Leveraging TFSA for Tax-Free Retirement Income

Unlike CPP, investment income is not subject to CPP deductions. Utilizing your Tax-Free Savings Account (TFSA) allows you to generate tax-free passive income that won’t impact your OAS eligibility. The CRA applies a clawback on OAS if your taxable income exceeds a specific limit—but TFSA withdrawals are not taxable.

To build TFSA income:

  • Start early
  • Focus on dividend-paying stocks
  • Use Dividend Reinvestment Plans (DRIPs) to maximize compounding

A Strong Pick: goeasy (TSX:GSY)

goeasy, a Canadian non-prime lender, offers a compelling investment opportunity due to its impressive 20%–30% annual dividend growth. The company rewards shareholders through dividends and share buybacks, reducing share count and increasing dividends per share over time.

Despite a pause in dividend growth post-2008–09 financial crisis, goeasy rebounded with a stronger risk control model. Its resilience and consistent performance make it an excellent long-term investment.

Sample Investment Outlook

  • $10,000 investment = 49 shares
  • Current dividend (2025): $5.84/share = $286.16 annually
  • In 10 years (assuming 20% annual growth): approx. $1,476 per year

This dividend income could be reinvested in other blue-chip dividend stocks like Canadian Natural Resources, further enhancing your TFSA passive income stream.

The path to a secure retirement in Canada involves strategic decisions about when to claim benefits and how to optimize your income streams.

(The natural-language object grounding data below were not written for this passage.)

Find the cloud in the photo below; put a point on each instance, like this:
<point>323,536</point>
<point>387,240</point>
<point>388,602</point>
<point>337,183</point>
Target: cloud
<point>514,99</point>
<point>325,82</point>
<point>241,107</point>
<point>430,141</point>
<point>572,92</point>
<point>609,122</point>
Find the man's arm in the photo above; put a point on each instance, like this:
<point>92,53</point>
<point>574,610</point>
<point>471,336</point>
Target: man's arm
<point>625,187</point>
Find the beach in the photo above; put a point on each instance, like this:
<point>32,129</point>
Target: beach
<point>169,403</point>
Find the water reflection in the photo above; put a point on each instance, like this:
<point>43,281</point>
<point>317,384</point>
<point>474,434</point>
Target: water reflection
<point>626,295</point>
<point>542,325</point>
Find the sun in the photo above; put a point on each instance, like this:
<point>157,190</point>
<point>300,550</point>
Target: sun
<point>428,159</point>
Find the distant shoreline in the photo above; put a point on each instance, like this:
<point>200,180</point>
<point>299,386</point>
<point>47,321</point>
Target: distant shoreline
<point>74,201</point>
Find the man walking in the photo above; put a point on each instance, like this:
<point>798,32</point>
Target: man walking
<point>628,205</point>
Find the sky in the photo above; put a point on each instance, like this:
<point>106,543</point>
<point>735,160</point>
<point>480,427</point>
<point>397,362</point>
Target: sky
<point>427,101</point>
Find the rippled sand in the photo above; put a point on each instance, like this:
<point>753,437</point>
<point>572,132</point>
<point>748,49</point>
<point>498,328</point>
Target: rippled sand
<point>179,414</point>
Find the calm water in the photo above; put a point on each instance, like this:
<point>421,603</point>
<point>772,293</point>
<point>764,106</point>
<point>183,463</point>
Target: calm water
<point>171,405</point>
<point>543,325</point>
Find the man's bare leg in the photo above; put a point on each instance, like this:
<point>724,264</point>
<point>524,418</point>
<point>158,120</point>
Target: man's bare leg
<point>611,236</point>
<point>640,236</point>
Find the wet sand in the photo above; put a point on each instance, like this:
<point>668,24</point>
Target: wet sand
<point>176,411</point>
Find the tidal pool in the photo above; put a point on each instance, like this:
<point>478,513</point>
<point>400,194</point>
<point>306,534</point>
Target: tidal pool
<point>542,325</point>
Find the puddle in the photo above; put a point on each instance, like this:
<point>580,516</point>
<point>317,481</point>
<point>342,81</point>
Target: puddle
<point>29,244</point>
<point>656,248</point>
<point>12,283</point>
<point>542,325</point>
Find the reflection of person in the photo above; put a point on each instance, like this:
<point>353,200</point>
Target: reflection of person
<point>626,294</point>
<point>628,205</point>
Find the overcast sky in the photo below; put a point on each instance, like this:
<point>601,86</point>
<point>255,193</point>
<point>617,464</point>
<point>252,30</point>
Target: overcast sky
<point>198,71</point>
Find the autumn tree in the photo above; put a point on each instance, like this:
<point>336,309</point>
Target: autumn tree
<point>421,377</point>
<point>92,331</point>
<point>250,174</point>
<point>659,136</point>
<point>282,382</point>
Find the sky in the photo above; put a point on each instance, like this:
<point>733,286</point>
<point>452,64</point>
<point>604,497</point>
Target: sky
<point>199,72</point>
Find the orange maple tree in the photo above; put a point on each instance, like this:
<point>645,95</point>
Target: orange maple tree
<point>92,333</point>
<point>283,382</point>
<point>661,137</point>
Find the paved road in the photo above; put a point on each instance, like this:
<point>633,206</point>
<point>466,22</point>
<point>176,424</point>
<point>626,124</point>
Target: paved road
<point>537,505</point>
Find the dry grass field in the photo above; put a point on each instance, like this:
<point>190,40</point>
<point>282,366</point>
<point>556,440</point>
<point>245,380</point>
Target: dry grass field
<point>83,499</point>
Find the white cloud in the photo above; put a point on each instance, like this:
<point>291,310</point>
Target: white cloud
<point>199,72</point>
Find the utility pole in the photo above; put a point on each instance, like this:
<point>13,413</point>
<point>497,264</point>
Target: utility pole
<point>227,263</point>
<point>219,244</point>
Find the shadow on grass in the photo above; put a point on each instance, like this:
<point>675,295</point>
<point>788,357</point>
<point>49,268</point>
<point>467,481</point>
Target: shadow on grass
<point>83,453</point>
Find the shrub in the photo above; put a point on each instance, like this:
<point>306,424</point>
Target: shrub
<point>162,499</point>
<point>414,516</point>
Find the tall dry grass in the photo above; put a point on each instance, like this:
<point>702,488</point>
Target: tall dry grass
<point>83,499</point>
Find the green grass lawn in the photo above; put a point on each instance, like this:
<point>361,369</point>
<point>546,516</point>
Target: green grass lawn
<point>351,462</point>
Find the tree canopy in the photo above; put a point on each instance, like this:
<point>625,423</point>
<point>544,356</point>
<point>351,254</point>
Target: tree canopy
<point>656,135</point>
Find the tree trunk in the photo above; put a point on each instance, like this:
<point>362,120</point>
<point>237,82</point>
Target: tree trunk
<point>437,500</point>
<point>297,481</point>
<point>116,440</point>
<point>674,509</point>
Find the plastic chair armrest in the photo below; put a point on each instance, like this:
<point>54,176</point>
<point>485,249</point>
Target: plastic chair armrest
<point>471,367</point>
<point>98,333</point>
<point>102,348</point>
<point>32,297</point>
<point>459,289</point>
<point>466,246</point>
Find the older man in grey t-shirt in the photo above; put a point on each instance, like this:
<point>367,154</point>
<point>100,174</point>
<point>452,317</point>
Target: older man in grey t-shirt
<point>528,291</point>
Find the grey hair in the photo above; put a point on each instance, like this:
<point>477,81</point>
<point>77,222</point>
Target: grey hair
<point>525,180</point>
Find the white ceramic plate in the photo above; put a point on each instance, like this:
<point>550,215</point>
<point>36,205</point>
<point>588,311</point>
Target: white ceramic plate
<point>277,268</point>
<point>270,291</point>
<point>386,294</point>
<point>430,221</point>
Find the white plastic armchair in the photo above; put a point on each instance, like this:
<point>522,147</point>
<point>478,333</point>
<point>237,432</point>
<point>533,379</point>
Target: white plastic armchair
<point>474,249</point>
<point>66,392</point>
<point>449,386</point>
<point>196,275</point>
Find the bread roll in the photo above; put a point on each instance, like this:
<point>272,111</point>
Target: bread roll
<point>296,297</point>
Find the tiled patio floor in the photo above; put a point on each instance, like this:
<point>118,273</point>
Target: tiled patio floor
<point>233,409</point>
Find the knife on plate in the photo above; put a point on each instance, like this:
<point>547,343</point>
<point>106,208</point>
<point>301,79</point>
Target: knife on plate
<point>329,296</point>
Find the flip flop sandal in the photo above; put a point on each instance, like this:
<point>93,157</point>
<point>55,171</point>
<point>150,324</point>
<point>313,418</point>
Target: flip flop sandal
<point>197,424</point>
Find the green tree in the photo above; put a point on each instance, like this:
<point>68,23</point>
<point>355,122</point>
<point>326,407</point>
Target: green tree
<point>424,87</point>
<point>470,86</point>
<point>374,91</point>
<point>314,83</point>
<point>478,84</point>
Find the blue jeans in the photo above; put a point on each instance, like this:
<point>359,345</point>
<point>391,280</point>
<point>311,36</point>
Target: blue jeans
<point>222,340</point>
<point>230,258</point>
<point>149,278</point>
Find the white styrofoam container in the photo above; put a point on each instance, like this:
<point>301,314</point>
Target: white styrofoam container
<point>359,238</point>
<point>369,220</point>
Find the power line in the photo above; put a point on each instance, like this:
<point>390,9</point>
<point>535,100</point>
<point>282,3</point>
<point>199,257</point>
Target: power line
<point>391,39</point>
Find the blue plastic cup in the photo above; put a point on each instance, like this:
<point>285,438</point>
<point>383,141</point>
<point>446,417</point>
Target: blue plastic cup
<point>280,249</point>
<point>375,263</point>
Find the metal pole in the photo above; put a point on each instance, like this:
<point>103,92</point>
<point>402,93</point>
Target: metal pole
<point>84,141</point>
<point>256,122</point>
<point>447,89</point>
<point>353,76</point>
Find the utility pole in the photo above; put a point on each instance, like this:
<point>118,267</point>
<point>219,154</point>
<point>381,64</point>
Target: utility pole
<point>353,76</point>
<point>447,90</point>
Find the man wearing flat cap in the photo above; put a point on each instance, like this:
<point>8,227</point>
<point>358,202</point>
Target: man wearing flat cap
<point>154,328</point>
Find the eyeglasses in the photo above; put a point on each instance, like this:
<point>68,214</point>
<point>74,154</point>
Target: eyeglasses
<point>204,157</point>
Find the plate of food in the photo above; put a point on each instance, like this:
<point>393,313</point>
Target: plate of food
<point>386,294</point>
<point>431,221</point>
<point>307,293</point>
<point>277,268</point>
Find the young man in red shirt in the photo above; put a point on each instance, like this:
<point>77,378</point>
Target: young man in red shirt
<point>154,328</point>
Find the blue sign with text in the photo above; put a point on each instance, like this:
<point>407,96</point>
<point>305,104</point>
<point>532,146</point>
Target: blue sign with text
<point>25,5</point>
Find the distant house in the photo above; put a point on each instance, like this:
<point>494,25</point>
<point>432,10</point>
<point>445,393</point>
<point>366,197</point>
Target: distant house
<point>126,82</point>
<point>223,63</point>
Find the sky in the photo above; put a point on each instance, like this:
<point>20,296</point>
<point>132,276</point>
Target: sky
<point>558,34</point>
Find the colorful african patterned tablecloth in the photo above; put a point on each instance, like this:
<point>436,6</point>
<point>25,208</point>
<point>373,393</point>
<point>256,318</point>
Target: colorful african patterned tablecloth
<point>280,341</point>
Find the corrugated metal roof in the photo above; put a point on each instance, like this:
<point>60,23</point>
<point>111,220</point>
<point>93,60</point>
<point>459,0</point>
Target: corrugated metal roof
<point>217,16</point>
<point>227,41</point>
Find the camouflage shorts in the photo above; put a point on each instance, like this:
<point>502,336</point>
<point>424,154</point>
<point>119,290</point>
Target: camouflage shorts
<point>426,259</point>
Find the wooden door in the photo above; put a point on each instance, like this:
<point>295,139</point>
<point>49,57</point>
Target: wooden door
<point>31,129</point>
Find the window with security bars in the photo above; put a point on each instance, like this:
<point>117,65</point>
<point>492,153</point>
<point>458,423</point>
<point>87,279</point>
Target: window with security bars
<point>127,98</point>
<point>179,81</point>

By understanding CPP eligibility at age 60, maintaining flexibility with employment, and investing wisely through your TFSA, you can significantly enhance your financial well-being.

Consider adding high-growth dividend stocks like goeasy to your portfolio for long-term income potential—while enjoying tax benefits and protecting your OAS eligibility.

FAQs

Can I collect CPP while still working?

Yes, you can collect CPP from age 60 without retiring. Contributions remain mandatory until 65 if you continue working.

Will TFSA income affect my OAS or GIS eligibility?

No. TFSA income is not considered taxable, so it won’t affect OAS clawbacks or your GIS eligibility.

Is it better to delay CPP until age 70?

It depends on your health, financial need, and employment status. While delaying increases the monthly amount, it may not suit everyone.